L'avocat Taner Kiliç, président du directoire de la branche turque d'Amnesty, a été interpellé à Izmir (ouest) avec 22 confrères. Tous sont soupçonnés comme lui d'être liés à la mouvance güléniste, a indiqué l'organisation de défense des droits de l'Homme dans un communiqué publié sur son site.

«Nous appelons les autorités turques à relâcher immédiatement» ces hommes et «à abandonner toutes les poursuites, en l'absence de preuves crédibles», a déclaré le secrétaire général d'Amnesty, Salil Shetty, cité dans le communiqué.

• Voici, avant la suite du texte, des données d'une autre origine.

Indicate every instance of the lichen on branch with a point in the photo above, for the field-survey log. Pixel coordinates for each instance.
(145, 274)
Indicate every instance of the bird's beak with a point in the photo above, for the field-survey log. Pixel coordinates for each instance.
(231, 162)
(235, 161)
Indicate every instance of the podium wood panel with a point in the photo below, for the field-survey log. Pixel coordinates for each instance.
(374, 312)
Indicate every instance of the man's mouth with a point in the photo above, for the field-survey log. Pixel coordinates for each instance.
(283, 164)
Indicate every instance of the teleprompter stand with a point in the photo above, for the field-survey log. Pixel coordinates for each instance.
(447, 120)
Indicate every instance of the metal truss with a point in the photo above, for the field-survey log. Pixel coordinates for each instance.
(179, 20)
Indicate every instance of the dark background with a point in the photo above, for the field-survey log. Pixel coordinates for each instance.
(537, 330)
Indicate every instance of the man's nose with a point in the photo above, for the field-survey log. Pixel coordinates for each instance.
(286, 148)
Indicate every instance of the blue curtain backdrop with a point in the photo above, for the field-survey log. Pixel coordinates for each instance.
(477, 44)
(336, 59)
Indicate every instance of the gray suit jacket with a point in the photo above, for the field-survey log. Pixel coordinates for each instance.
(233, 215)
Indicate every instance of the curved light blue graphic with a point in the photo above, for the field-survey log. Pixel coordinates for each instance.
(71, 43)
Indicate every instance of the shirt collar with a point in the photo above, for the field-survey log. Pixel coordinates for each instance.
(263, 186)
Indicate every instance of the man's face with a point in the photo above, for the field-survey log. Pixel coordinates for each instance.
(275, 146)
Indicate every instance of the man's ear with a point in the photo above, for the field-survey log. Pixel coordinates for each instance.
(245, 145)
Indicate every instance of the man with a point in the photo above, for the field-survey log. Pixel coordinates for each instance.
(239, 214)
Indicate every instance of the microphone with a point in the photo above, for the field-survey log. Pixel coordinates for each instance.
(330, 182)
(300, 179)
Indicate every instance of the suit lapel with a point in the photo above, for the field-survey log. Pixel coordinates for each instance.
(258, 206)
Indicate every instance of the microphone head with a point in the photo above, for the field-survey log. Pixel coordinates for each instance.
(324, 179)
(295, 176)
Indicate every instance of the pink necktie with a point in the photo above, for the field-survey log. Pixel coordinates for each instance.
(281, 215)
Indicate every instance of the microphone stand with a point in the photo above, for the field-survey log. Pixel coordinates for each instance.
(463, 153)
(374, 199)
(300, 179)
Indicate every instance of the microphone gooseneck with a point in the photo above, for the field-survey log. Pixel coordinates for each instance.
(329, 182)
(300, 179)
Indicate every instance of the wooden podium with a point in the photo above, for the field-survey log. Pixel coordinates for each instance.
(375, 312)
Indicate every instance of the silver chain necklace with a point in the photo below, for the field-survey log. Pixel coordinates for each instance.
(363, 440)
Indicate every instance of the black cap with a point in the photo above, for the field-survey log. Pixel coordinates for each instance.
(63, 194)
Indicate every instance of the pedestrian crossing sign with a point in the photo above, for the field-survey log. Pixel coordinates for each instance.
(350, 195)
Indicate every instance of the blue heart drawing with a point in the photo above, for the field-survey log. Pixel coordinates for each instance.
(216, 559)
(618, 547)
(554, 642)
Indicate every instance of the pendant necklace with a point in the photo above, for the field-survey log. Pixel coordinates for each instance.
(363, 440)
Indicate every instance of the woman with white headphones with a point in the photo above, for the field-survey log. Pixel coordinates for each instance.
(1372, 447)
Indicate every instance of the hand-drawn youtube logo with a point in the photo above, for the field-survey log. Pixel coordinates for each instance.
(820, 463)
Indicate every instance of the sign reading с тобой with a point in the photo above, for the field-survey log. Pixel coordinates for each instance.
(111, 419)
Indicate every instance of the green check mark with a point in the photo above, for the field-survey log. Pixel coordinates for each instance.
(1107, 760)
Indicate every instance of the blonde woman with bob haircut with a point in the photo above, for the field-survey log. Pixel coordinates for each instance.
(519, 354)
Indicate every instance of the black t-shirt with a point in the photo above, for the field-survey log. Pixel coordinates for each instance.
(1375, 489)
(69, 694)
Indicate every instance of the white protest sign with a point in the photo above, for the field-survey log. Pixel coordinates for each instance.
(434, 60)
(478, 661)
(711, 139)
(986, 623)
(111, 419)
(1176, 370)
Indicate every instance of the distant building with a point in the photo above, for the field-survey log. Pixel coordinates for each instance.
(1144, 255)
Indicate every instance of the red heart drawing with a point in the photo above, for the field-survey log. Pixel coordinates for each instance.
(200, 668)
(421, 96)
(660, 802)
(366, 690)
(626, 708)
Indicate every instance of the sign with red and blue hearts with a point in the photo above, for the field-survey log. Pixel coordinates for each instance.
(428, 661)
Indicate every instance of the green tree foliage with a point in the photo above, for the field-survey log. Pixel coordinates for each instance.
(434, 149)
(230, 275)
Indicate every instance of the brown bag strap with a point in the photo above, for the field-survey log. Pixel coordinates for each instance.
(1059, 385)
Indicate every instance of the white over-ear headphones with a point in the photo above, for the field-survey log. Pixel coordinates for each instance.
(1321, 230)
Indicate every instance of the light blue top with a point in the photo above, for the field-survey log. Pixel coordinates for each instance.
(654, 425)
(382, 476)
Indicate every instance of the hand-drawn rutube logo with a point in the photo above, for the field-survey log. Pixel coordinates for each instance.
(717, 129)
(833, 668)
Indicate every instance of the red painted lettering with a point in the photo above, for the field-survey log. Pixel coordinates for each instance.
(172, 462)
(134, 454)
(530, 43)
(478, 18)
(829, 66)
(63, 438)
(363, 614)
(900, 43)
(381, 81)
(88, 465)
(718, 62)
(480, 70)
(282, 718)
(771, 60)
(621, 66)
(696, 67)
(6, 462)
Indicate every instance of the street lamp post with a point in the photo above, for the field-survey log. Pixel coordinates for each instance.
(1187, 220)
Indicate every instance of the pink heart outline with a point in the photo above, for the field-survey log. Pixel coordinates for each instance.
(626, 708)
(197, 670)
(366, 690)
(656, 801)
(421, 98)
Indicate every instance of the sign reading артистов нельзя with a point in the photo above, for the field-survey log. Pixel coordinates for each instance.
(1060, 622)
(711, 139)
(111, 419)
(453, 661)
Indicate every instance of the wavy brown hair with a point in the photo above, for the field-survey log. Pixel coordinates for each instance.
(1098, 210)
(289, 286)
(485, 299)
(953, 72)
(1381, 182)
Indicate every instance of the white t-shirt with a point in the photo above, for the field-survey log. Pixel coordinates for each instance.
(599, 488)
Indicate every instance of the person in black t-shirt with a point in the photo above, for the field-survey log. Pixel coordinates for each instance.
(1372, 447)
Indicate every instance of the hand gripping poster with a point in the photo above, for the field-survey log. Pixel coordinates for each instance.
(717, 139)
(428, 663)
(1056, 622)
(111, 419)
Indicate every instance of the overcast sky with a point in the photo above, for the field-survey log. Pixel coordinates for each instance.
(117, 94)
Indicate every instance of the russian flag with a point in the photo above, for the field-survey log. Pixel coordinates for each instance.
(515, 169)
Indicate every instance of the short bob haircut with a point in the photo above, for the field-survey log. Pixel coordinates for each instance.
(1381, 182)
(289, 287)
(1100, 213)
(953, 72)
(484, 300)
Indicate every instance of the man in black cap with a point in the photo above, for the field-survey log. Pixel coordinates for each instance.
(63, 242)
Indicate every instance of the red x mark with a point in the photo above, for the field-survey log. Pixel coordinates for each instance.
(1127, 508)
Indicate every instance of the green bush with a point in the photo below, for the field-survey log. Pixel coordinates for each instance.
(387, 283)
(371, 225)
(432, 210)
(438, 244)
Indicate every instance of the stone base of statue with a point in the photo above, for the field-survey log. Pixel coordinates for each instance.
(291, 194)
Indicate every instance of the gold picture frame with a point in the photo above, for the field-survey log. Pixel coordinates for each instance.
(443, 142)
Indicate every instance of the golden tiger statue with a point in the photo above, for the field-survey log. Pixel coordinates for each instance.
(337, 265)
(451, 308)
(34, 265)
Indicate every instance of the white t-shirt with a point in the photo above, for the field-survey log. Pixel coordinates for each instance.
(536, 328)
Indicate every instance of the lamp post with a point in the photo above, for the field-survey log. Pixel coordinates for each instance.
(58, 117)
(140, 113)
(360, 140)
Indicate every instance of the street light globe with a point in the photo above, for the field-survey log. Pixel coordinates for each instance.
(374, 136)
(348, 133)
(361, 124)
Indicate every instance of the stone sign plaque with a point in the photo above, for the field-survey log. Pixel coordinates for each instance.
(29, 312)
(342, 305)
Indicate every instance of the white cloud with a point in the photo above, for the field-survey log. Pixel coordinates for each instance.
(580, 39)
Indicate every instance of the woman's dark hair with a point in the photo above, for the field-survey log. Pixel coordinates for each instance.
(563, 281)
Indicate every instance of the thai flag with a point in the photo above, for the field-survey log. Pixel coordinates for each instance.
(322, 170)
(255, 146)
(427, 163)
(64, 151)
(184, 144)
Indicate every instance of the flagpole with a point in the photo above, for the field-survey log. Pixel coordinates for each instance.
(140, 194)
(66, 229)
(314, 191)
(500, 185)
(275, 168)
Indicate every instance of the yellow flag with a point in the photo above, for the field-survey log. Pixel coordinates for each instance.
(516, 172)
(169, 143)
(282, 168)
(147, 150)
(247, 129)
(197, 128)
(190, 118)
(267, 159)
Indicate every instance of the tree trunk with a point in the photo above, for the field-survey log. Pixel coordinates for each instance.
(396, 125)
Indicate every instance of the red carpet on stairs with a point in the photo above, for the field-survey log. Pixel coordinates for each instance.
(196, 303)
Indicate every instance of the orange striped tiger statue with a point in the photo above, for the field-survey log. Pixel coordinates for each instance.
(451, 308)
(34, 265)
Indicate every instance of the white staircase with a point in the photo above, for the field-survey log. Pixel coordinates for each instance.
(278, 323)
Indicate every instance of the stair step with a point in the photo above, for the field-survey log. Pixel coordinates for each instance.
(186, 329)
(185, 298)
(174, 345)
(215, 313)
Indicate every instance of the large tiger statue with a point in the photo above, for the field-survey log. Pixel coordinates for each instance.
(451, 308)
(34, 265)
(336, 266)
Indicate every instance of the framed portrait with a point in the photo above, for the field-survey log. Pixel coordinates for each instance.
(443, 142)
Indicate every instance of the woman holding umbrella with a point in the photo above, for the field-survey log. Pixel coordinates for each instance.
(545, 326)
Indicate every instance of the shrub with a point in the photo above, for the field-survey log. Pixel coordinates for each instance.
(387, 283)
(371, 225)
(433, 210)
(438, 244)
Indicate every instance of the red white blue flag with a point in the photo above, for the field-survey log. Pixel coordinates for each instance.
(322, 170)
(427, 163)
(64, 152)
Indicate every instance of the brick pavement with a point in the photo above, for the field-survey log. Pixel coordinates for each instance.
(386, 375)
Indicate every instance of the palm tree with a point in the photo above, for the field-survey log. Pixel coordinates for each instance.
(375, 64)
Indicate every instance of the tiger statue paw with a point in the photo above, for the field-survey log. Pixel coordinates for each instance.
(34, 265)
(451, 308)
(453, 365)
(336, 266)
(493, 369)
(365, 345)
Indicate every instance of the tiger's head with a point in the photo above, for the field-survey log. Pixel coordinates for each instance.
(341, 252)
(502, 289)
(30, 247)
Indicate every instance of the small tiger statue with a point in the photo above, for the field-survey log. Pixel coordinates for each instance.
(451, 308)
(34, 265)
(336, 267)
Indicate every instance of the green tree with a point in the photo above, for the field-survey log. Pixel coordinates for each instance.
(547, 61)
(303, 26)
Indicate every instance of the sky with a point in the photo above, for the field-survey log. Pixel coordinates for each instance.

Taner Kiliç «s'est illustré par sa défense des mêmes libertés que les autorités turques sont déterminées à piétiner», a ajouté Salil Shetty, estimant que cette arrestation démontrait le caractère «arbitraire» des purges lancées après la tentative de putsch du 15 juillet. L'ONG indique dans son communiqué que l'interpellation de Taner Kiliç, qui dirige Amnesty en Turquie depuis 2014, «ne semble pas liée aux activités d'Amnesty International».

Vaste purge

Après le putsch avorté, les dirigeants turcs ont lancé des purges d'une ampleur inédite visant initialement les partisans présumés de Fethullah Gülen, avant de s'étendre à la mouvance prokurde et à des médias critiques. Environ 50'000 personnes ont été arrêtées et plus de 100'000 limogées ou suspendues, notamment des militaires, des magistrats et des enseignants.

Les autorités turques rejettent les accusations d'atteintes aux libertés, affirmant lutter contre le «terrorisme» dans le cadre de l'état d'urgence en vigueur depuis le putsch avorté. Ankara accuse le prédicateur Gülen, qui réside aux Etats-Unis, d'avoir orchestré la tentative de coup d'Etat, ce que l'intéressé dément catégoriquement.